A sign is posted outside a Broadcom office on June 6th, 2021 in San Jose, California.
Justin Sullivan | Getty Images
The Federal Trade Commission accused the computer chip supplier Broadcom of illegally monopolizing the market for semiconductor components, the agency said on Friday.
Broadcom stock was down about 2% on the news.
The commission unanimously voted to bring charges against the company, with newly appointed chairwoman Lina Khan not taking part in the vote. At the same time, the Commission voted to adopt a proposed consent order for public comment.
The proposed agreement would prohibit Broadcom from entering into exclusive or loyalty agreements with certain customers and oblige the company not to link access to chips to exclusivity or loyalty agreements.
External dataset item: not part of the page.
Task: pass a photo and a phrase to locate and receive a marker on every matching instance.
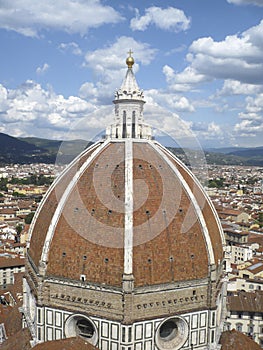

It would also forbid Broadcom to defend itself against customers doing business with its competitors.
In a statement, Broadcom said: “We are excited to resolve this broadband matter with the FTC on terms that are broadly similar to our previous agreement with the EU on the same products. With the FTC characterizing our business, we look forward to resolving this matter behind us and continue to focus on supporting our customers in an environment of accelerated digital transformation. “
Broadcom reached an agreement with the European Commission in October 2020 as antitrust authorities in the region also questioned their exclusivity agreements. Under this agreement, Broadcom has agreed to suspend such exclusivity agreements and to honor the agreement for seven years.
The FTC alleged in its complaint that Broadcom had used exclusive deals to illegally monopolize markets for computer chip components, called semiconductors, that supply television and broadband internet.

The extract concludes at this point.